The idea sounds a little ludicrous at first, but heading down the wrong path or examining an incorrect hypothesis can be an important step to creativity and innovation.  This is true for three reasons:

  1. The process of attempting to prove an idea that turns out to be false or unfounded can generate a lot of information.  Independent of the original, unproven hypothesis, this data can be extremely useful to other, often unrelated enquiries.
  2. Sometimes, the original idea is incorrect, but not totally without merit.  In his book Rethink, Steven Poole points out that scientific discoveries often come about when an idea or a hypothesis needs to be re-thought or re-examined and another path forward conceived.
  3. Being wrong is also extremely useful to highlight what we don’t know. Steven Poole claims that what we don’t know is as important as what we do know to idea advancement.

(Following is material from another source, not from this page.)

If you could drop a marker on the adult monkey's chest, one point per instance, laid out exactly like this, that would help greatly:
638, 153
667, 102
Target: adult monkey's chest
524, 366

This last point is particularly intriguing – and important.  How do we zero-in on what we don’t know?  In the realm of all that’s unknown, what do we want or need to find out?  Sound confusing?  The desire to fill in the knowledge gaps is at the heart of curiosity – when we want to solve the puzzle of the unknown. Steven Poole says that the key here is a reasonable gap in knowledge.  If the gaps are too big or too numerous, the scope of what is unknown is potentially limitless.  That’s a curiosity-killer.  A reasonable gap motivates us to find the answer to complete the idea.  This is where creative strategy comes in.  Conferring with others, Socratic questioning and well-managed brainstorming allow us to identify knowledge gaps that can pique our curiosity and lead to creative thinking.